We didn’t because society has to operate, the economy has to function to pay for everything, children have to be educated – and so on. It’s an invidious choice but that is the price of being human beings on this planet.
Covid has completely upset that contract and destabilised the choice. You can see why. It’s a great deal worse in isolation than any other individual threat to vulnerable people, though not of course compared to the collective risks they face from all other conditions. With all the terror that has been generated and disseminated, I think you can forgive many people for engaging in a bout of obsessively trying to eradicate that single risk while blinding themselves both to all other risks and to the fallout for society.
What bothers me now is whether that imbalance will remain, even once the vaccines have done what everyone hopes they will. Could we be on the cusp of institutionalising lockdown-style measures on a permanent basis in the hope that respiratory conditions as a cause of death can be wiped out?
We are led by a Prime Minister who struggles to make decisions or choices of his own. He has allowed himself to be led by those who are not in a position or capable by their natures of making judgements founded on a three-dimensional understanding of the balances in society. The debate has thus become very one-sided.
Professor Chris Whitty’s warnings that restrictive measures might have to be restored next winter is an ominous portent of how some forces in our country will seek to use that pretext to turn our society into one forever under enhanced levels of restraint, or the threat of such restraints. And since the goal will never be achieved, there will always be an excuse to introduce more restrictions, invariably wheeled out with emotive moral blackmail, and with more of the economic, social, and health consequences we have already seen.

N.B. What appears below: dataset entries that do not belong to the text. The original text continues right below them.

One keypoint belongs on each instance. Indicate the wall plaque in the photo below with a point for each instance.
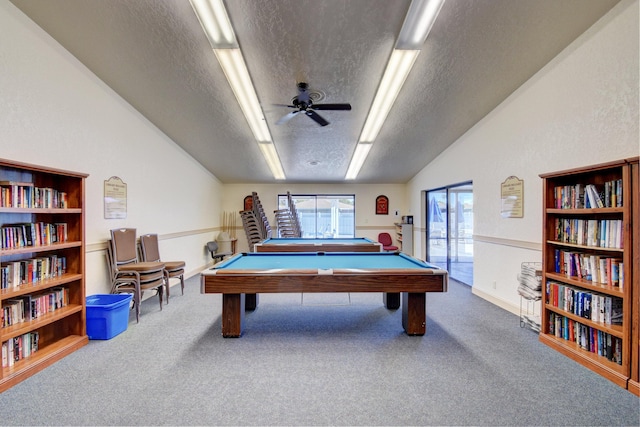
(115, 198)
(512, 196)
(382, 205)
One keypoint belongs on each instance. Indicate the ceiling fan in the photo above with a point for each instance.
(304, 104)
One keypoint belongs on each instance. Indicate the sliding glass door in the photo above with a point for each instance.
(450, 230)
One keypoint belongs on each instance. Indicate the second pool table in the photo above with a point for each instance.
(358, 244)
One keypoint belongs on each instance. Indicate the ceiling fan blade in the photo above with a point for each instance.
(345, 107)
(287, 117)
(316, 117)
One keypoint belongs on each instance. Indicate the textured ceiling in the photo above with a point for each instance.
(156, 56)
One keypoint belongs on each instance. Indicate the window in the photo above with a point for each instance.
(323, 215)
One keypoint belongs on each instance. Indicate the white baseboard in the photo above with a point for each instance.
(497, 301)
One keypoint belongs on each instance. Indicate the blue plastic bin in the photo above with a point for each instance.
(107, 315)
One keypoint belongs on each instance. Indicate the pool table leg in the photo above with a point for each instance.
(251, 302)
(391, 300)
(414, 312)
(232, 315)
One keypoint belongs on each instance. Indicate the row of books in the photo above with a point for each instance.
(25, 195)
(598, 269)
(32, 234)
(600, 233)
(589, 305)
(30, 307)
(588, 338)
(16, 273)
(19, 348)
(588, 196)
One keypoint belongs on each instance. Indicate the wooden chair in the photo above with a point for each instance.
(387, 244)
(150, 252)
(128, 275)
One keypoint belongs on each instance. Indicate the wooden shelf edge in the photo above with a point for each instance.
(41, 248)
(603, 288)
(47, 318)
(31, 288)
(610, 370)
(40, 360)
(7, 209)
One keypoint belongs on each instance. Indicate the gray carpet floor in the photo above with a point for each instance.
(319, 359)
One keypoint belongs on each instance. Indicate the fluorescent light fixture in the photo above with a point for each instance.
(271, 155)
(238, 76)
(217, 26)
(394, 76)
(418, 22)
(215, 23)
(359, 156)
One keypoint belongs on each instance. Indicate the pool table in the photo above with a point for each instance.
(358, 244)
(278, 272)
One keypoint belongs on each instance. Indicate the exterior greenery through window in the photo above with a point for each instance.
(324, 215)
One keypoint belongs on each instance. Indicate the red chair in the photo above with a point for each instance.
(387, 244)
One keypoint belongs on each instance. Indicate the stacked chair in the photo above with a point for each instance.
(150, 252)
(255, 222)
(128, 274)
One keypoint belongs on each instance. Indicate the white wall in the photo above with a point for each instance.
(581, 109)
(368, 224)
(55, 112)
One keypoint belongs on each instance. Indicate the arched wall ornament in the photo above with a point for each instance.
(382, 205)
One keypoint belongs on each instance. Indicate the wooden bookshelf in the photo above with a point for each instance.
(634, 381)
(579, 268)
(60, 260)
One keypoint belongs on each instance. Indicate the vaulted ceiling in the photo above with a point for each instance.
(155, 55)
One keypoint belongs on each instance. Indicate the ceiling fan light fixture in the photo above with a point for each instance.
(359, 156)
(215, 23)
(273, 161)
(418, 22)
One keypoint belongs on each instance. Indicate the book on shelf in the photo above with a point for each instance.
(599, 233)
(16, 273)
(586, 337)
(18, 348)
(596, 268)
(15, 236)
(589, 196)
(594, 306)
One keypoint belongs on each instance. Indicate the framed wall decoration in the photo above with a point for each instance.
(512, 197)
(382, 205)
(115, 198)
(248, 203)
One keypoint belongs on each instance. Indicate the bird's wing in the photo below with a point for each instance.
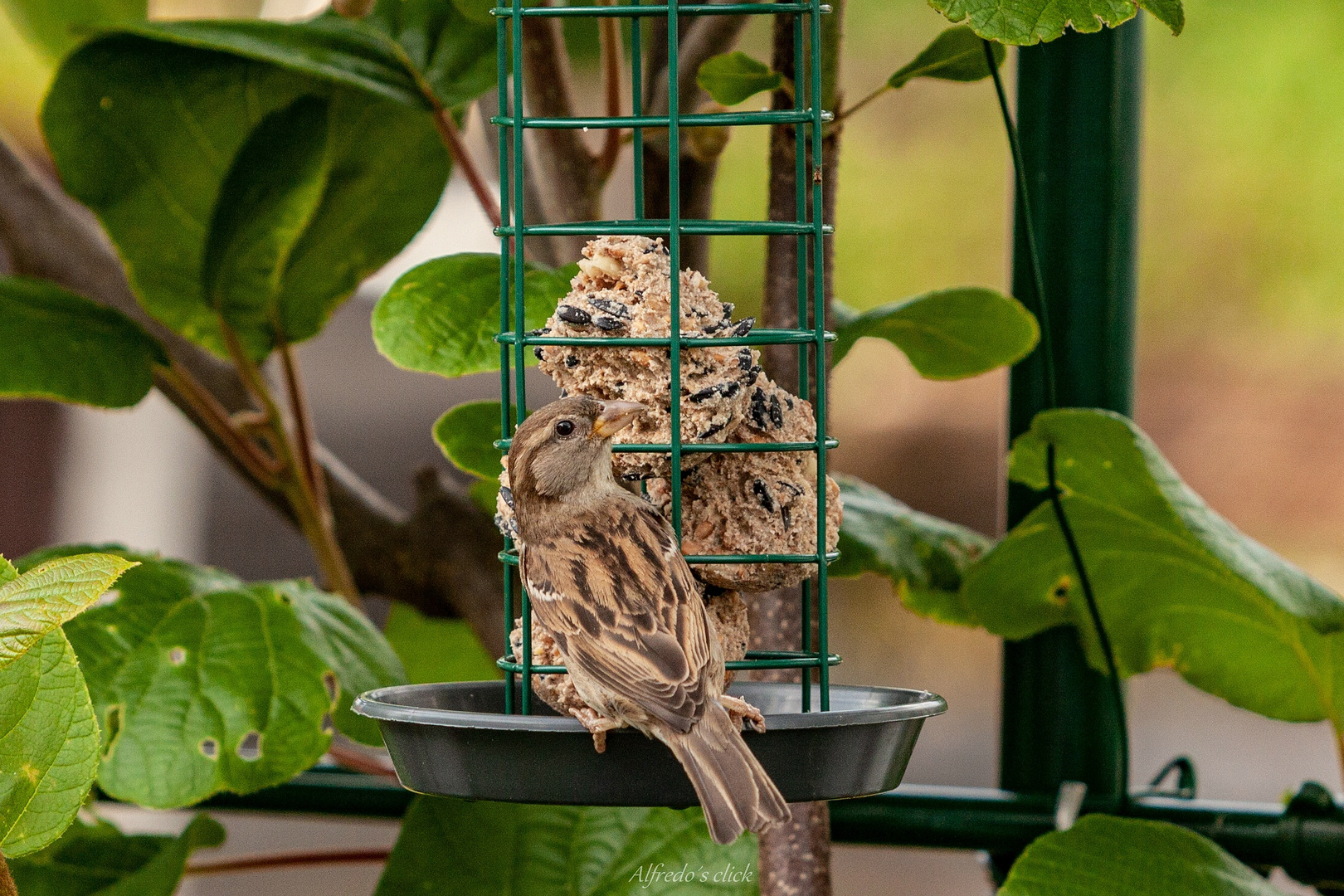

The freedom of the individual set against the needs of the many has always been at the heart of a liberal democratic society. It’s a rocky path to tread.
If we do find that we end up being led down a route towards an imaginary utopia where death has been banished, then the result will only be more and more vulnerable people suffering terminal decrepitude, Alzheimer’s, and being confined to hospital beds until they finally expire. That’s an extremely long way off and undoubtedly impossible. The damage will be done by the journey to get there, which is always the case with utopian visions.
But, crucially, if that is collectively what we want as a society then that is our prerogative – to choose, nature permitting. But I think we need to understand what that choice is.
It’s time for Lockdown Sceptics to move on and confront the prospect of the post-Covid landscape. That’s where we must do our best to help everyone see the options we face at the moment. That should be the mission now because the dangers of what happens after Covid are hoving into view on the horizon and we need to be prepared. Unlike the past and present, we can do something about that.
What matters in life most of all is not what goes right, but what goes wrong and how you deal with it. For a combination of reasons things have gone terribly wrong, but we cannot change the last ghastly 10 months. How we emerge from this is going to be far more important than what has happened up to this point.